I doubt that. Sullivan preferred gloves and knew the difference between London ring rules and Marquess of Queensberry rules.
Sullivan might actually have made a really good amateur heavyweight! He excelled at bringing a fight to a conclusion, in four to six rounds.
Maybe so, but Sullivan a bit like Patterson Pollack says? Did he have a pee-a boo guard and among the fastest hands ever? I can't see this at all. No, he had a low guard, and whatever foot speed he had left didn't show vs. Corbett in rounds 1-4. Sullivan wasn't classically skilled and said so at the time when Jeffries was champion.

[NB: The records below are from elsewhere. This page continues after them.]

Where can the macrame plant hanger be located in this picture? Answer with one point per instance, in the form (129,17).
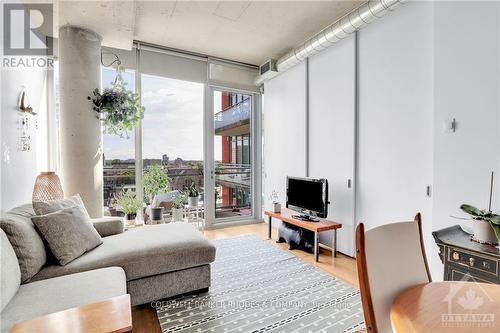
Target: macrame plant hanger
(116,61)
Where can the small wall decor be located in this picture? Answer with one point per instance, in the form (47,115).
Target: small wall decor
(22,104)
(24,139)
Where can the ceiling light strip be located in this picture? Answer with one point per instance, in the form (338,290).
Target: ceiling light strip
(335,32)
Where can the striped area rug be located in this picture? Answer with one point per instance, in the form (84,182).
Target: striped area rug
(257,287)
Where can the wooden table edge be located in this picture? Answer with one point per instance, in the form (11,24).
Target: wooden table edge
(322,225)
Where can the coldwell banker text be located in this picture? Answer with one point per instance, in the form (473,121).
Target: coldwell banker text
(27,32)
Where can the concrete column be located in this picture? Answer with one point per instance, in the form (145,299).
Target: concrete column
(80,130)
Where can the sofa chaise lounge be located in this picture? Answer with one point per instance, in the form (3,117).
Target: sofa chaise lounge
(150,263)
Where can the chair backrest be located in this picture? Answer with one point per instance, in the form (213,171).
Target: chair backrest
(390,259)
(10,273)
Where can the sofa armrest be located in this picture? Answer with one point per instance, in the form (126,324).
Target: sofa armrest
(107,226)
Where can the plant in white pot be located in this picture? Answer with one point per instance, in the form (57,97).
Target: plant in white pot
(274,198)
(193,194)
(178,208)
(156,182)
(486,225)
(130,204)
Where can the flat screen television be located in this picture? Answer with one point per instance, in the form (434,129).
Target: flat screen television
(308,196)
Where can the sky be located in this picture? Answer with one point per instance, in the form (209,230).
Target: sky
(173,120)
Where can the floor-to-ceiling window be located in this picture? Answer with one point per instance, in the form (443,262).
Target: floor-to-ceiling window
(118,151)
(233,169)
(172,130)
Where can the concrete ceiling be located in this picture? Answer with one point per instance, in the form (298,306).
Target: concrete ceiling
(246,31)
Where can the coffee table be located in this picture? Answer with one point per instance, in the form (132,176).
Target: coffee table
(109,316)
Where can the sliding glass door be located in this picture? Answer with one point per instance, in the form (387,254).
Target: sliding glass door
(230,155)
(201,136)
(172,133)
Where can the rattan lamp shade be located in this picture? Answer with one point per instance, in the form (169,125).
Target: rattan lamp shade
(47,187)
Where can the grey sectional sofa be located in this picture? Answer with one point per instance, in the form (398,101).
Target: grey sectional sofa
(149,263)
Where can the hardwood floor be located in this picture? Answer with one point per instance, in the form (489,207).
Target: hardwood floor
(144,318)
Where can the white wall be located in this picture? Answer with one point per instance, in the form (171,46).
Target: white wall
(19,168)
(395,118)
(466,80)
(332,133)
(418,66)
(285,131)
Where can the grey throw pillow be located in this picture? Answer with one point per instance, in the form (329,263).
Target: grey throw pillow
(46,207)
(25,239)
(68,232)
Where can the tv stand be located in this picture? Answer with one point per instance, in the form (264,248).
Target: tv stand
(287,215)
(306,218)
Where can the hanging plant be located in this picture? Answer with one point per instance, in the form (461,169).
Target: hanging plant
(119,109)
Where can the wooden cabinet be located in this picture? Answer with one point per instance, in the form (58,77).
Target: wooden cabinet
(465,259)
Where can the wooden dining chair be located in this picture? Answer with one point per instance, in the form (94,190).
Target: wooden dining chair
(390,259)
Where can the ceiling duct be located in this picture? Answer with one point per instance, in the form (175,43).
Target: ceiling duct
(334,33)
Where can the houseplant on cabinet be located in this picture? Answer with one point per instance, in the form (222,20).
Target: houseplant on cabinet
(118,108)
(129,204)
(486,225)
(193,194)
(156,182)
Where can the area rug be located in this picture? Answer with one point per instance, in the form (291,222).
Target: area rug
(257,287)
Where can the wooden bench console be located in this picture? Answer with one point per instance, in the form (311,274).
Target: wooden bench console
(323,225)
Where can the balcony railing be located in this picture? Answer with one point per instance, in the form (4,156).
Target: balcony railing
(234,175)
(235,115)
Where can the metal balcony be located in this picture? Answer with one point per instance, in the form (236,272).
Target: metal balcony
(235,120)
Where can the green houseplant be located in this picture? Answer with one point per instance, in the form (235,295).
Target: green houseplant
(129,204)
(486,224)
(156,182)
(193,194)
(118,108)
(178,208)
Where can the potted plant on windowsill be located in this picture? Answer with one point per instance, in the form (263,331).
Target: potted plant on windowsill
(178,208)
(118,108)
(193,194)
(129,204)
(156,182)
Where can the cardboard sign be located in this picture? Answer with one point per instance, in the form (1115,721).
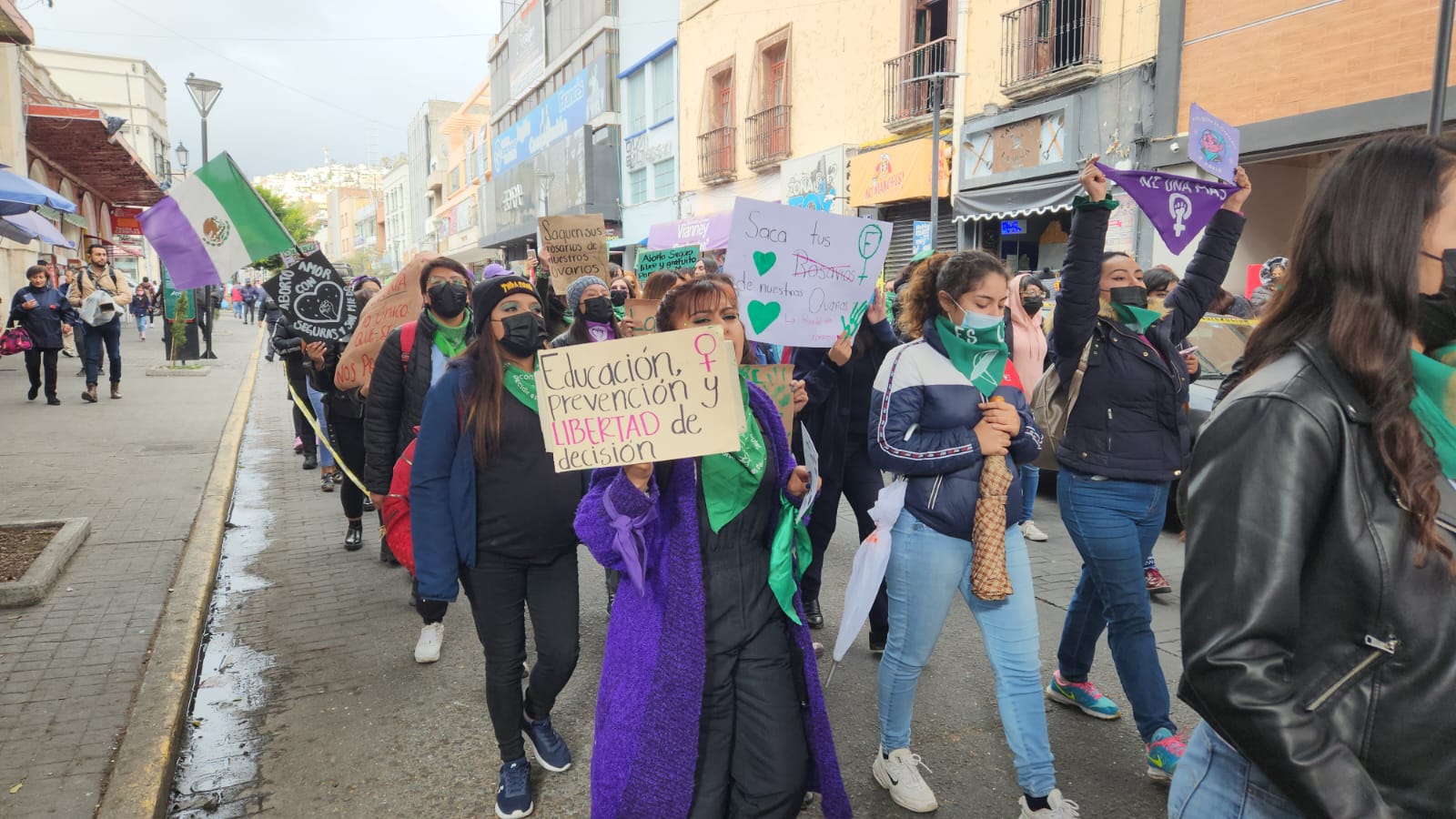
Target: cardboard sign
(652,261)
(397,303)
(315,298)
(575,245)
(640,399)
(775,379)
(804,278)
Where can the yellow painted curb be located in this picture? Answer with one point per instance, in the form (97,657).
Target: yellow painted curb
(140,780)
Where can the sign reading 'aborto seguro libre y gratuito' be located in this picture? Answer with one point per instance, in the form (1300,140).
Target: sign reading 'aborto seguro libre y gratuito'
(640,399)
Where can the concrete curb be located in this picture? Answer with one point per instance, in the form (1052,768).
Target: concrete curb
(140,778)
(36,581)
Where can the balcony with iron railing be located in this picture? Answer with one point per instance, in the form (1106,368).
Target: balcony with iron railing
(715,157)
(1050,46)
(907,84)
(769,137)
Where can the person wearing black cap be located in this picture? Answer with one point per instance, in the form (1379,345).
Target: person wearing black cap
(491,513)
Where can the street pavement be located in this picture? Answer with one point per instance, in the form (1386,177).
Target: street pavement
(70,665)
(322,710)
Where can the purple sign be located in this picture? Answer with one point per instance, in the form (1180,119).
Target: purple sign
(1213,145)
(708,232)
(1178,206)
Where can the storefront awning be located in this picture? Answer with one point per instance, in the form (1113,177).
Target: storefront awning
(1018,198)
(76,140)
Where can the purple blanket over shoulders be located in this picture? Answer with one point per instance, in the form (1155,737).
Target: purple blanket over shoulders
(652,695)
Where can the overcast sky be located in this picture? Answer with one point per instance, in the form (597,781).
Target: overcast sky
(298,75)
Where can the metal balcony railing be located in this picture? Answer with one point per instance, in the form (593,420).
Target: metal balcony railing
(715,159)
(907,95)
(1047,36)
(769,136)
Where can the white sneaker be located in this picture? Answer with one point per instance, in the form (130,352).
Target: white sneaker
(902,777)
(1057,807)
(430,639)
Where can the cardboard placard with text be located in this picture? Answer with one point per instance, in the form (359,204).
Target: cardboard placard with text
(575,245)
(640,399)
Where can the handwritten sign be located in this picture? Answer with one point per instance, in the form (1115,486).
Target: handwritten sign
(803,274)
(775,379)
(640,399)
(652,261)
(397,303)
(575,245)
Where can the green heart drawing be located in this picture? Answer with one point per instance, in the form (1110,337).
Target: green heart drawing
(763,314)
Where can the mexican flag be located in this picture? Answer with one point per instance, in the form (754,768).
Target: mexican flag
(211,227)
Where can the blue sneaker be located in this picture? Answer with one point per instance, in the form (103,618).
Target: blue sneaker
(548,745)
(1084,697)
(513,797)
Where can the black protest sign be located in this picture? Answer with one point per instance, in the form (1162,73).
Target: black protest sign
(315,298)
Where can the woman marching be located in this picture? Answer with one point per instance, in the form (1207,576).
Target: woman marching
(950,414)
(710,702)
(491,513)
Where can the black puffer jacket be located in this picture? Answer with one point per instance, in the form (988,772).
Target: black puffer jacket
(1310,640)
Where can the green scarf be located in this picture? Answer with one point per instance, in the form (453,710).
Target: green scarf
(1434,404)
(980,356)
(732,479)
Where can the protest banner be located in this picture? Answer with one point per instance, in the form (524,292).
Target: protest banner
(397,303)
(575,245)
(804,278)
(640,399)
(315,298)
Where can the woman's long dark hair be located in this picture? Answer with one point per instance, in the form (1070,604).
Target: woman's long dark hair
(1351,281)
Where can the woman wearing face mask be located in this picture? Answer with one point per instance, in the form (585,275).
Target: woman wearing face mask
(950,414)
(491,513)
(411,359)
(1318,611)
(1126,440)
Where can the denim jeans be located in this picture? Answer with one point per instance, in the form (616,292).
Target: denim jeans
(1114,526)
(1215,782)
(926,570)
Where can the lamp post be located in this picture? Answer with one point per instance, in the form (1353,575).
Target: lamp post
(204,95)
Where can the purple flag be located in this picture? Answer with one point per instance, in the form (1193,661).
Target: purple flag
(1178,206)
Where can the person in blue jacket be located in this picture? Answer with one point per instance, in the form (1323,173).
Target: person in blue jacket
(44,314)
(491,513)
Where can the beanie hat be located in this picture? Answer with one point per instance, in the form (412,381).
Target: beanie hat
(492,292)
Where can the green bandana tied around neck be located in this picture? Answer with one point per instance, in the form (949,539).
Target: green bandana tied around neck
(732,479)
(1434,404)
(980,356)
(521,385)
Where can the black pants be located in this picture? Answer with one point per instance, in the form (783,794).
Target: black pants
(752,753)
(500,591)
(859,482)
(34,360)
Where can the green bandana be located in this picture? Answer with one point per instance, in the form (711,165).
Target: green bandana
(732,479)
(1434,404)
(980,356)
(521,385)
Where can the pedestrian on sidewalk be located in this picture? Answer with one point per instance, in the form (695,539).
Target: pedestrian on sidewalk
(1320,620)
(491,513)
(1126,440)
(46,315)
(411,359)
(710,703)
(101,276)
(836,419)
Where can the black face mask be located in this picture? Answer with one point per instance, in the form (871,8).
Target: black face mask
(599,309)
(448,300)
(524,334)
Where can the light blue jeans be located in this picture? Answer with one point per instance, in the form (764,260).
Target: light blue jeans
(926,570)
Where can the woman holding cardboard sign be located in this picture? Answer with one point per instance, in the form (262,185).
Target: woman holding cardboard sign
(710,702)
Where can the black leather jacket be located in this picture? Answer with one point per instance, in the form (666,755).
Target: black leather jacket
(1310,640)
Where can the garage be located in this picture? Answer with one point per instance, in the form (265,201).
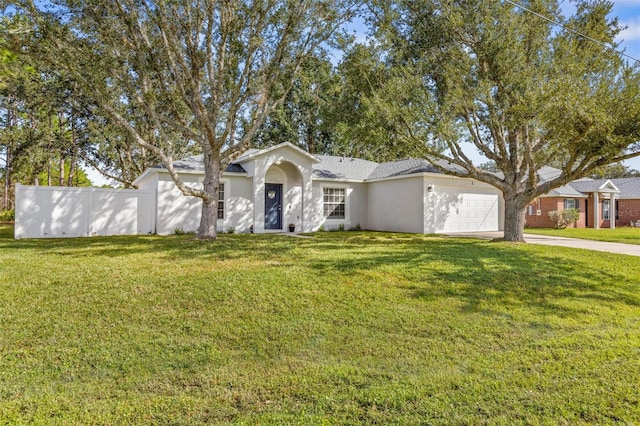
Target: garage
(466,212)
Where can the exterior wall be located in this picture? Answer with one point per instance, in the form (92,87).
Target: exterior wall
(396,205)
(53,212)
(601,222)
(177,211)
(548,204)
(628,210)
(481,205)
(355,206)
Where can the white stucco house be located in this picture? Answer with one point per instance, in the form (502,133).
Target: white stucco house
(267,190)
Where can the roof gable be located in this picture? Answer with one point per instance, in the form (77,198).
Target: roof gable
(254,153)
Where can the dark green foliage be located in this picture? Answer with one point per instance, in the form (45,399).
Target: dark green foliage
(523,92)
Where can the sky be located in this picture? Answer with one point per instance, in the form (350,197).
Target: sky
(628,13)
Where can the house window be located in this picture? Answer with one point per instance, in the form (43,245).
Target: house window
(570,203)
(221,201)
(333,201)
(606,207)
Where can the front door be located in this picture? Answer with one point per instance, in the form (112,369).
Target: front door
(273,206)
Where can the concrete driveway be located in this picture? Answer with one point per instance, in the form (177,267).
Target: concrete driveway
(547,240)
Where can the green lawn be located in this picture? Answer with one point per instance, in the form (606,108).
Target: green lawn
(342,328)
(618,235)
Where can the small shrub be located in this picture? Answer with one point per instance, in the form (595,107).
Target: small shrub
(8,215)
(563,218)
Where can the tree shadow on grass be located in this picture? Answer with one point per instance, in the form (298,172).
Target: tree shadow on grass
(172,247)
(489,276)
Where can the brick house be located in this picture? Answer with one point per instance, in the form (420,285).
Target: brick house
(602,203)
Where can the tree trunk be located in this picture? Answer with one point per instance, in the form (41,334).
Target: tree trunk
(7,177)
(209,216)
(74,156)
(514,214)
(61,165)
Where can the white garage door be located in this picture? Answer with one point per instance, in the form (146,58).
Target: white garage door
(464,212)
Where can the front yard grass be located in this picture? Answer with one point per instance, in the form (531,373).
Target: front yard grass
(341,328)
(618,235)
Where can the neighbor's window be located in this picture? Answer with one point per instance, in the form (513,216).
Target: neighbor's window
(606,207)
(221,201)
(570,203)
(333,200)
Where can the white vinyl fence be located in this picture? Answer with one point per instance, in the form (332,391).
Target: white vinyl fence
(54,212)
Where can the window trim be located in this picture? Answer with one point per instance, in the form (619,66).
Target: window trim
(574,201)
(345,190)
(606,212)
(222,202)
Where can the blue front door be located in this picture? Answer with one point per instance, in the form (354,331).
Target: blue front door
(273,206)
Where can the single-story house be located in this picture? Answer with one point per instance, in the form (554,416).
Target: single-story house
(602,203)
(266,190)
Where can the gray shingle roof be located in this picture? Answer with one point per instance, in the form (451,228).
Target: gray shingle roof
(629,187)
(331,167)
(566,191)
(401,168)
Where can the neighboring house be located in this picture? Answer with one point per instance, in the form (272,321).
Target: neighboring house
(267,190)
(598,201)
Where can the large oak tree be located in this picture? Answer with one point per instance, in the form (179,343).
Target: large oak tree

Really no point in matching Sullivan vs anyone post jack johnson era. The rules and training methods were so different you may as well call it another sport. He could have been a beast in a modern setting with his insane stamina, brute strength, and work rate with the old school gentleman stance, he could have been made a complete fool by a B level amateur boxer or somewhere between the two extremes. We'll never know. The lack of footage leaves too much to the imagination. It's like speculating who'd win between a sabretooth cat and a lion.
A better analogy would be matching a Dimetrodon with a lion! We can at least constrain fairly accurately, what a sabretooth cat was capable of, and what its behavior was likely to be!
Sullivan fought from a low crouch, and seems to have use a peek a boo guard. This is going off verbal descriptions of course. I can't say how fast his hands were, but they were obviously fast, because his hand speed was always gushed about. Foot speed is the first thing to leaver a fighter! He did not say that exactly. He said that there weren't as many good boxers around in his day, which is not remotely the same thing. He often criticized the techniques of later fighters, and stood hard against the idea of anybody after him being an innovator.
There are very few photos where he is actually fighting, and in the few that we have, he is either standing over a fallen opponent, or standing back ready to engage them. I do not think that the photographic evidence contradicts the many eyewitness descriptions.
I do. I'm looking at 15 Sullivan's photo's right now, in and out of the ring posing and they all show his hands down low. The Kilrain fight photos show Sullivan with his hands down, close to the range where he can be hit. In all of his fighting poses, his hands are low too. I think Pollack, though knowledgeable, is a bit of a fanboy when it comes to Sullivan, and might be using one instance of when his hands were actually up near his chin overblowing it. 1 or 2 photos, not conclusive enough. 10 or more are pretty hard to argue against.